I suppose the practice of laying all my “demands” out on the table from the get-go and as they arise situationally could be considered “high-maintenance”. But really, isn’t it just about being honest?
* * * * * * *
* Before I sound too unreasonable, let me just explain that this was mostly a timing thing, rather than my genuinely wanting C to miss the Super Bowl. I’d been homeless for two months, and I wasn’t about to let the Super Bowl delay my move, especially since it was a Sunday move, meaning I’d have to wait a full work week before I could even think about moving duties again, and especially since he barely paid attention to the sport for the entire rest of the season. I rest my case.
** Actually, now that I read over this section again for my final edit, it doesn’t sound too bad. So there’s more testament to the (high?/low?-maintenance) person I am now.

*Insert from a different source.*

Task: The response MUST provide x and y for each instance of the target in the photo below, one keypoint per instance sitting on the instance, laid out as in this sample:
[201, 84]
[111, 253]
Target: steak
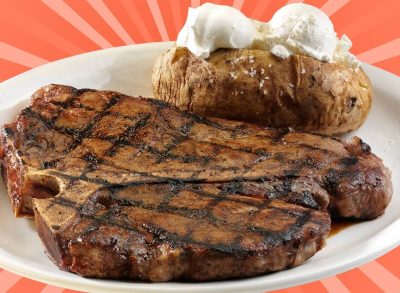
[132, 188]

† This reminds me of one particular session of my Audience Insight class in J-school. Basically, the idea was that for your publication — be it a magazine or a newspaper or what have you — you have your Tier 1, main target audience, embodied and personified by a single archetype — we’re talking, literally, “female, 28, resides in New York, works in journalism and earns a salary of XX, giving her the sufficient means to purchase the goods at the price point presented by this lifestyle magazine”. This is followed by your Tiers 2 and 3, secondary audiences who also have an interest in the topic(s) you cover and happen to tune in to the content of your medium. But even though a significant amount of your sales may come from Tiers 2 and 3, you must focus your publication on the Tier 1 audience — or more specifically, the target persona. The reasons? They’d include thematic consistency, maintaining relevance to readers, limiting the scope of topics you can cover (very important), and finally the fact that many Tiers 2 and 3 audience members aspire to become the Tier 1. Case in point: Not all tweens and teens who read Seventeen Magazine are aged 17, but they still read for various reasons, like they have 17-envy, or they’re im/mature for their age, or they just really, really like boys. Same goes for Food Network: not everyone who tunes in to the channel is a full-blown foodie, but most people appreciate an ample serving of food porn. As Professor Rachel Mersey Davis stressed over and over again: “You don’t want to cast too wide a net, else you’ll catch nothing at all.”
†† I’d like to add here, though, that I’m not in the habit of expecting people to give me things they’re not already willing to give. Also, please don’t think I think that contributions to the happiness of a relationship are entirely what I ask for and he provides — it’s a two-way street, obviously, and I’m just as inclined to consider what I’m willing to do and how willing I am to do those things for a significant other in the overarching scheme of whether I truly want to be with him.